Rowena Packer’s 2013 paper (How long and low can you get?) found that relatively longer dogs were at increased risk of IVDD. However, we did not find that same association in our owner-reported survey of 2000 dogs in 2015. Other studies have also been contradictory in their findings about conformational proportions and any association with IVDD. This should not surprise us as we also know that there are significantly different risks of IVDD between the 6 (UK) varieties of Dachshund. Our 2015 paper reported the Standard and Mini Smooth varieties having about 5 times the risk of the Standard Wire variety, for example. So, treating Dachshunds as one homogeneous breed with identical IVDD risks is clearly nonsense. Let’s also not forget that they are all bred and judged to the same Breed Standard.

All 4 of our Dachshund health surveys (2012-2021) showed one significant factor associated with increased IVDD risk. That is early neutering (under the age of 12 months in particular). A quick calculation shows that IVDD prevalence would have been reduced by a third for our 2015 and 2018 survey samples, had the neutered dogs been left entire.

Do it because you want to!

I’ve written before about the driving forces behind improving dog health (in any breed). There is a simple choice: do it because you want to (for the sake of the dogs) or do it because you’re told to (e.g. by legislation).

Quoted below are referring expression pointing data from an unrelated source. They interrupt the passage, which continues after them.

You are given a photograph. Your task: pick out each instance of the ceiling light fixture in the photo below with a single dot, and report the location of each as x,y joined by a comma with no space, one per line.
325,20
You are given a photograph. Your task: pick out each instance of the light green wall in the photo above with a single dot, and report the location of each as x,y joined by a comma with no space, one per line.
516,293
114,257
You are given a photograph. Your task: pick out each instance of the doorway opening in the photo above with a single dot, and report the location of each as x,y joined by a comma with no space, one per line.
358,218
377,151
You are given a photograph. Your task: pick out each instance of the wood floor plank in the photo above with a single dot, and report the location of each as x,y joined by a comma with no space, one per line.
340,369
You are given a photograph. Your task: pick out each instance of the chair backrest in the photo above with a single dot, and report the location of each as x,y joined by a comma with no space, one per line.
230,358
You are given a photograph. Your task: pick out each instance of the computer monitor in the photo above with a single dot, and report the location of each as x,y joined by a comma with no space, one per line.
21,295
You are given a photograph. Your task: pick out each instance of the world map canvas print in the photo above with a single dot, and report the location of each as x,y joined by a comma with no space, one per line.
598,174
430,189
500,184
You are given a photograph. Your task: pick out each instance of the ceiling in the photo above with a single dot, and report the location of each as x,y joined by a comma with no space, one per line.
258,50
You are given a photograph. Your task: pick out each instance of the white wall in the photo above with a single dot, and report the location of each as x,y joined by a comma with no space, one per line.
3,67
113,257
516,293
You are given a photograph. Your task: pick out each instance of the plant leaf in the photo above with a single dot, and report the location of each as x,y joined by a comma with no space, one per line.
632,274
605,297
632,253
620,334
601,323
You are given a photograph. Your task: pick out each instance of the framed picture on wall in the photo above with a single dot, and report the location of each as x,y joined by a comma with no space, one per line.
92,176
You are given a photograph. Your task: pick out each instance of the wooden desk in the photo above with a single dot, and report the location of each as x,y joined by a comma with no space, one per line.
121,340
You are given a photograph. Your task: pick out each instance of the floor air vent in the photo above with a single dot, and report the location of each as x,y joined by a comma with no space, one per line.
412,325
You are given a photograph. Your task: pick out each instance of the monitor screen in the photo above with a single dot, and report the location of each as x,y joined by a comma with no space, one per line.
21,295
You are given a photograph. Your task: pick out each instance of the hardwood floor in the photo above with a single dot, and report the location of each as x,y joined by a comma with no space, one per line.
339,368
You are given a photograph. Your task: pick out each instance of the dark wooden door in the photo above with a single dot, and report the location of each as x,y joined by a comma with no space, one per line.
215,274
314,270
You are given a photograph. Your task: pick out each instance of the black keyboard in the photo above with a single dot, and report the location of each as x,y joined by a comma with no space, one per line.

There is no doubt that Dachshunds could be in line for action similar to that in Norway. The behaviour and actions of individual breeders and owners are critically important if we want to safeguard our breed for the future and ensure the dogs are as healthy and long-lived as possible. We’re already seeing signs that IVDD prevalence is being reduced in the breed. This is likely a result of the evidence-based approach we’ve taken to advise buyers, owners and breeders of how to reduce IVDD risk. These include lifestyle factors such as exercise and avoiding early neutering, the implementation of a proven screening programme, and breeders selecting from dogs with a family history of good backs or using older healthy stud dogs. We have some evidence that our efforts are making a difference but we cannot be complacent.

Judges at dog shows also have a role to play by not rewarding dogs with extreme conformation (too long in the body and/or too short in the leg) and that’s part of the reason why we amended our Breed Standard last year. Exaggerated prize-winning dogs that clearly don’t fit the Breed Standard make us an easy target for our critics.

I’ll remind you of a quote from a presentation I made at the 4th International Dog Health Workshop: The challenge today is not ‘are you improving?’, rather it is ‘how fast are you improving and can you prove it?’.

And, finally: “If it’s a priority, you’ll find a way. If it isn’t, you’ll find an excuse.” (Jim Rohn, author).